「痛烈だが知的」な豪州パンク208L Containers、SPOD監督MVでバンドの不遜な精神を映像化:アルバムは「成人向けのサーカス」と謎めく

「痛烈だが知的」な豪州パンク208L Containers、SPOD監督MVでバンドの不遜な精神を映像化:アルバムは「成人向けのサーカス」と謎めく

タスマニア州ルツルウィタ出身のバンド 208L Containers が、超クールなレーベル Rough Skies Record から、ニューシングル「Secret Servers」のミュージックビデオを公開しました。この楽曲は、11月14日リリースの待望のニューアルバム『Soft Monstrous Masses!』からの先行トラックです。以前、Pond のサポートで彼らのライブを見た筆者は、そのパフォーマンスを「痛烈だが知的で、ユーモアと自虐的な雰囲気が漂うルツルウィタ・パンク」と称賛しており、「純粋なポップの輝きと、どこかカオティックな魅力」を兼ね備えたバンドだと評しています。

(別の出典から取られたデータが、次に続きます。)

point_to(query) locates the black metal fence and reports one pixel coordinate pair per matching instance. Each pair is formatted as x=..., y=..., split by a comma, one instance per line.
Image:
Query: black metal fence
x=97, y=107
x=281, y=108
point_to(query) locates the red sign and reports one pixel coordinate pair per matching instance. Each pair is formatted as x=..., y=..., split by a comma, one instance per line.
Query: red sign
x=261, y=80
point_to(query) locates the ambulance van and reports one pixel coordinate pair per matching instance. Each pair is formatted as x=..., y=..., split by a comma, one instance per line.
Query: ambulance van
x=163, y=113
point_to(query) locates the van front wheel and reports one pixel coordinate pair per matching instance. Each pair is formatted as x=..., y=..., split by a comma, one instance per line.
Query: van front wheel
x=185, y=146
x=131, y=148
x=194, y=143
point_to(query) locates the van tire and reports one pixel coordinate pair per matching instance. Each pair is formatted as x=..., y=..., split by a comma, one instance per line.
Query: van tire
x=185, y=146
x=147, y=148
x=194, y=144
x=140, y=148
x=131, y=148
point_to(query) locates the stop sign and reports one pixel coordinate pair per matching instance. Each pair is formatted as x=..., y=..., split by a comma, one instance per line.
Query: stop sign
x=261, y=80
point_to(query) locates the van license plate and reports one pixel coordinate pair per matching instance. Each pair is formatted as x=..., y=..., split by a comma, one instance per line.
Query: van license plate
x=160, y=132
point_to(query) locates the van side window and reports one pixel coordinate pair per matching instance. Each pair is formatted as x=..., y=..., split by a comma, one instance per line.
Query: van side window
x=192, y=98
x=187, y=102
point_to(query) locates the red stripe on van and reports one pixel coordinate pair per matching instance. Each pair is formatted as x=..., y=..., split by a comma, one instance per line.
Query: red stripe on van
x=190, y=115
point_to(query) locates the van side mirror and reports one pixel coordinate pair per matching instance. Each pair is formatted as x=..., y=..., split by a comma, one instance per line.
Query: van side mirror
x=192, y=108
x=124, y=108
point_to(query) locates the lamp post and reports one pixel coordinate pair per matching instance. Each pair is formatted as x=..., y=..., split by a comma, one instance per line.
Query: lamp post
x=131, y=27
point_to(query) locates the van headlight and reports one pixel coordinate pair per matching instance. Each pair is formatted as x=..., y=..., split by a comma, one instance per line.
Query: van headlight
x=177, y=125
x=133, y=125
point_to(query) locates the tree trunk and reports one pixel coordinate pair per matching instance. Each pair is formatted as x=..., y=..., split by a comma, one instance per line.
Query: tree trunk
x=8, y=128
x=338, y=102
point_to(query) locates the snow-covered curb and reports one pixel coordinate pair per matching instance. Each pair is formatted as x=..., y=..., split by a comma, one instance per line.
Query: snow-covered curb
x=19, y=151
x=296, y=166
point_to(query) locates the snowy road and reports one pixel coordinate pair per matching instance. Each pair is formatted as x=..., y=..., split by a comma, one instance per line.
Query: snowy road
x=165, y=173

「Secret Servers」は、荒々しいアティチュードに満ちたパンクにファンキーな要素を重ね、皮肉的で叫び声のようなボーカルを特徴としています。そのサウンドは、Idles や Fontaines D.C. のようなバンドのオーストラリア版とも言えるスタイルです。多才なアーティスト SPOD が監督したMVは、曲とバンドの持つ不遜な精神を完璧に捉えており、ファズと混沌を通して見られる熱狂的なパフォーマンスが、曲のリズムに合わせて展開されます。特にレイヤーボーカルのブレイクは、有名な「Bohemian Rhapsody」のビデオへのさりげないオマージュとなっています。

彼らは、ファッションやトレンドを追うことなく、「自分たちを真剣に捉えすぎない」パンク風味のロックオペラを提供しています。壮大なタイトルのアルバム『Soft Monstrous Masses!』について、バンドは「成人向けのサーカス」だと謎めいた説明をしています。このアルバムは、かつてのサーカスの恐怖や異物感を、夜中に家の中を音を立てずに歩き回るような肉感的で、柔らかく、丸いものへと置き換えている、とのことです。レコーディングとミックスは、マルチタレントの Jethro Pickett によって、メルケルディー族の祖先の土地である南ルツルウィタの Glaziers Bay で行われました。